To borrow Castenada's term, maybe one does not do magick or intuition, but does "not-do" it.
"Not-doing" -- operating in the 'spaces between" things

Anonymous said...

"I think intuition is different from emotion or gut feeling, but we don't seem to have an adequate vocabulary for describing them --"

Thanks for your interesting response and your stories. I both agree and disagree that intuition is different from emotion or gut feeling.
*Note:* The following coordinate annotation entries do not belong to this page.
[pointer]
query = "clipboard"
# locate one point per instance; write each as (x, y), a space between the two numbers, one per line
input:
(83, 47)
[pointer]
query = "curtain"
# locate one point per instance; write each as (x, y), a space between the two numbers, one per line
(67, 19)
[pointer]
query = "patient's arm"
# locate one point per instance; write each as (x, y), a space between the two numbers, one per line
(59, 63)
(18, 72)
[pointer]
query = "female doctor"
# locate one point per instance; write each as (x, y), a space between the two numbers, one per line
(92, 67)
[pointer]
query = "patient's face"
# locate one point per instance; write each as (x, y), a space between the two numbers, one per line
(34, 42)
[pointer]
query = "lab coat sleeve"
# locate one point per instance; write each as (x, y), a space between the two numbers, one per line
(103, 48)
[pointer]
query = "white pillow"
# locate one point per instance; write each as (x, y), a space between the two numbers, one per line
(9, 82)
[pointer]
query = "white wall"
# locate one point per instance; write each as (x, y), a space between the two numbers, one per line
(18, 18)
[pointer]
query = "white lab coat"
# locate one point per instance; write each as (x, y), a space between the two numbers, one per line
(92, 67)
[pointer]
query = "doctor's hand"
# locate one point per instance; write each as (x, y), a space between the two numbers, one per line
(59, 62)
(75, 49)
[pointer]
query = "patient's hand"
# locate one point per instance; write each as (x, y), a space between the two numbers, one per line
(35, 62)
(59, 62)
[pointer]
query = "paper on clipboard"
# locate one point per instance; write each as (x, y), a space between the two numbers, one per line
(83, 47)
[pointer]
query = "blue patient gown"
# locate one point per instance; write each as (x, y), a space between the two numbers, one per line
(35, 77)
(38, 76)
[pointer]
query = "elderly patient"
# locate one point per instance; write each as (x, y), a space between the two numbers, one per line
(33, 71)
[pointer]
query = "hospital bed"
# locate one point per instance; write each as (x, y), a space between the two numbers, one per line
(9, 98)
Intuition includes many different things under its rubric. "Gut feelings" or somatic feelings are a good place to begin thinking about intuition because they help capture that sense of inner value that is likely behind most if not all of intuition. The problem is that we tend to assume that these bodily feelings are conscious---(and the use of the term "gut feelings" encourages this). Even if one is not feeling any conscious emotion in connection with intuition, bodily states associated with emotion and/or motivation, i, e, arousal, are likely to be involved. I assume the same thing applies to extraordinary intuition as well--- but may be even more subtle.

I did not use the word the word "emotional intelligence" in describing Bush or his confidantes. Quite to the contrary, they seem skilled at infuriating others with their in-your-face bully-like behavior. Sometimes I think being infuriating and flaunting norms is one of their conscious or unconscious tactics to unsettle opponents with their own outrage. ( On the other hand, after 911--it seemed to appeal to a segment of the population that thought it had some relationship to being a strong leader. But he hasn't been able to turn it off when the act has stopped working---so it's not a reflection of "an intelligence" but more about a static characteristic of his personality and those he chooses to work with) There has been a whole lot of work done on bullying. It would be interesting to apply this to the Bush administration.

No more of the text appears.